Effect System: Tags that are disallowed by default, and blocking tag propagation

snej commented 3 years ago

The effect system would be more broadly useful if it were possible to declare that a tag is disallowed by default, such that a proc without a tags pragma is considered to not have that tag. This would allow for tags that delimit special runtime scopes within which certain procs can be called, with strong compiler checks preventing calls elsewhere.

For this to be useable, there would also need to be a language construct to block propagation of a tag, so that a function can call tagged functions without itself propagating the tag; otherwise disallowed tags inevitably propagate all the way up the call chain (and presumably cause an error in main.)

Motivating Examples

1. Transactions

Consider a C database API where records may only be modified between beginTransaction and endTransaction calls. We want to provide a better API in Nim, with an inTransaction(callback) proc that starts a transaction, calls the proc, and then automatically ends it. Now we want to enforce that calls like insert, update, delete are only called inside inTransaction.

We define a Transactional tag, mark it as disallowed-by-default, and use it to tag insert, update, delete. Now any client code that calls these functions is tainted with that tag. The inTransaction proc tags its callback function type as Transactional, so the code invoked there can call those functions.

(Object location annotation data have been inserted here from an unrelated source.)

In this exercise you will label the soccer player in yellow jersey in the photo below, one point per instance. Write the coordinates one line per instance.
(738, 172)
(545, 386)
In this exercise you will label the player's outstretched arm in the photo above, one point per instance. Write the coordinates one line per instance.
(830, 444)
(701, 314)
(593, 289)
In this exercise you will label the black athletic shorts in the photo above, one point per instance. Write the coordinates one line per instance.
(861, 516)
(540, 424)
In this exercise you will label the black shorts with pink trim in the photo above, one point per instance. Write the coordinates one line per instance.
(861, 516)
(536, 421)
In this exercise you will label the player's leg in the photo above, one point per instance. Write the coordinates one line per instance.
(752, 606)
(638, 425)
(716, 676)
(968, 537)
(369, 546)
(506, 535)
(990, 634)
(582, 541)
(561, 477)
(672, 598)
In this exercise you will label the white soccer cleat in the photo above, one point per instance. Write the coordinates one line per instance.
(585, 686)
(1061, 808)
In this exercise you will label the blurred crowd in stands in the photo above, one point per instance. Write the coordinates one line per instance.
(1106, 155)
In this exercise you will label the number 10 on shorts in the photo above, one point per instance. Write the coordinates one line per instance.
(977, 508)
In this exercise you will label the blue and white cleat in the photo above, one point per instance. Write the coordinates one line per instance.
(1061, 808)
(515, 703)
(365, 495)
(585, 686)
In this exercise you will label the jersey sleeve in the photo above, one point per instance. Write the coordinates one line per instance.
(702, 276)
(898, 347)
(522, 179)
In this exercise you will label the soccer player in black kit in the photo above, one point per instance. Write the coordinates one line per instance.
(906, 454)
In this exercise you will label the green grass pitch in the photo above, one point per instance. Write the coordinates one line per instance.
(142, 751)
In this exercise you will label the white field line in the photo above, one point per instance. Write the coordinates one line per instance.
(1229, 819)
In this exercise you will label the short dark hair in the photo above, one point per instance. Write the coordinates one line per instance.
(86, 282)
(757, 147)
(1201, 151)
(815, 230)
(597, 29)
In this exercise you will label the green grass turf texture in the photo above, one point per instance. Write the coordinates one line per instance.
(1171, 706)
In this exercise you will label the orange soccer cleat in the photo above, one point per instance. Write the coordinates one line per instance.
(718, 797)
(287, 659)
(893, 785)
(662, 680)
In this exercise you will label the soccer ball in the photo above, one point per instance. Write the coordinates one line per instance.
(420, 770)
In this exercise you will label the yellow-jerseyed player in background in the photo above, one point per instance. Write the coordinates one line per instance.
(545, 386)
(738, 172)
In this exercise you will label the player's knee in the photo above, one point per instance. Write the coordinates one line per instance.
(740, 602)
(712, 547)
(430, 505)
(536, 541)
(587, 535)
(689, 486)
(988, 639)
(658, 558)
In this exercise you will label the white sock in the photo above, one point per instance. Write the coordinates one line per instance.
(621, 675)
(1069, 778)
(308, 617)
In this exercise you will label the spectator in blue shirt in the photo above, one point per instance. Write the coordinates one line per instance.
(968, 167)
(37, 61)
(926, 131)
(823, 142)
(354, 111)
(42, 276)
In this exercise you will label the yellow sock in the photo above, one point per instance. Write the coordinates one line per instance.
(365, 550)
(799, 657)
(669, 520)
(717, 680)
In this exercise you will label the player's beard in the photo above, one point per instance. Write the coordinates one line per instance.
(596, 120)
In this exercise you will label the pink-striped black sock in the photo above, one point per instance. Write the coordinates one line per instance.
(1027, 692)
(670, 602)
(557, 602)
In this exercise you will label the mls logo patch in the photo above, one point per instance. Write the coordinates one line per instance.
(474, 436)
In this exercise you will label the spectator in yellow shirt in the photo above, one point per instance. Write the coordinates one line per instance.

The second necessary enhancement is a language construct that allows code in a block to use a tag, but which does not propagate the tag upwards. Without this, disallowed-by-default tags are useless because they propagate to the top level, and main won't allow them. This construct is equivalent to the try: statement for exceptions.

type Transactional = object
 {.disallowTag: Transactional.}

type TransactionCallback = proc() {.tags: [Transactional]}

proc inTransaction(db: Database, callback: TransactionCallback) =
  beginTransaction(db)
  allowing(Transactional):
    callback()
  endTransaction(db)

(There should be a try:...except: block there too, but I've left it out for clarity.)

With this API, the client will get an error if they try to modify records outside a transaction. If they write functions that modify the database without using a transaction, they'll have to tag those functions Transactional, which helps document their effect. Those functions can safely be called inside an inTransaction callback, but nowhere else.

2. Unsafe Operations

This can be used to implement a weaker form of Rust's unsafe language feature. Here unsafe would be a disallowed-by-default tag. Low level functions that do unsafe things (for some definition of "unsafe") can be tagged with it. The library's public API will probably omit the tag, if the author has a goal of not exposing the un-safety to clients of the library.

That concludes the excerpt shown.